Just like the scientific discoveries of teflon, the pacemaker, and the microwave, the discovery of a caterpillar that eats plastic was accidental. Biologist Federica Bertocchini was tending to her beehives and used a polyethylene shopping bag to keep out pests like the wax worm, which is also known as the larvae of the moth Galleria mellonella.
This worm is known for infesting bee hives and eat their honey and wax, Bertocchini was surprised to see the shopping bag used to protect the hive covered with holes. So she got in touch with her colleagues at the University of Cambridge, Paolo Bombelli, and Christopher Howe, “Once we saw the holes the reaction was immediate: that is it, we need to investigate this.”

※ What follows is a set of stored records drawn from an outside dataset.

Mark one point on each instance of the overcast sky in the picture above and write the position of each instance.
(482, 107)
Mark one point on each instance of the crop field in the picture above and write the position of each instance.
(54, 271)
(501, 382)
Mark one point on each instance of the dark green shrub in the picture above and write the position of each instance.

Given the rate at which we produce, use, and toss plastic bags, the idea of a creature that eats them is a revolutionary find. In america alone we use about 102 billion plastic bags per year, and globally we use a trillion plastic bags annually. About 38 percent of plastic bags end up in landfills, where it takes more than 1,000 to start decomposing.
So with this in mind, the team began researching this wax worms plastic-eating habits. They feed a plastic bag from a UK supermarket to 100 wax worms. Then the worms started to create holes in the bag after 40 minutes; 12 hours, they had eaten the bag to the mass of 92 mg. The wax worm can biodegrade plastic at a rate of 0.13mg of plastic a day.
The key to the caterpillar’s talents could lie in its taste for honeycomb, say the scientists.
“Wax is a polymer, a sort of ‘natural plastic,’ and has a chemical structure not dissimilar to polyethylene,” says Bertocchini. The researchers considered that perhaps the plastic was being broken down by the mechanical action of chewing, but proved otherwise.
“The caterpillars are not just eating the plastic without modifying its chemical make-up. We showed that the polymer chains in polyethylene plastic are actually broken by the wax worms,” says Bombelli.
The worms transformed the polyethylene into ethylene glycol. “The caterpillar produces something that breaks the chemical bond, perhaps in its salivary glands or a symbiotic bacteria in its gut. The next steps for us will be to try and identify the molecular processes in this reaction and see if we can isolate the enzyme responsible.”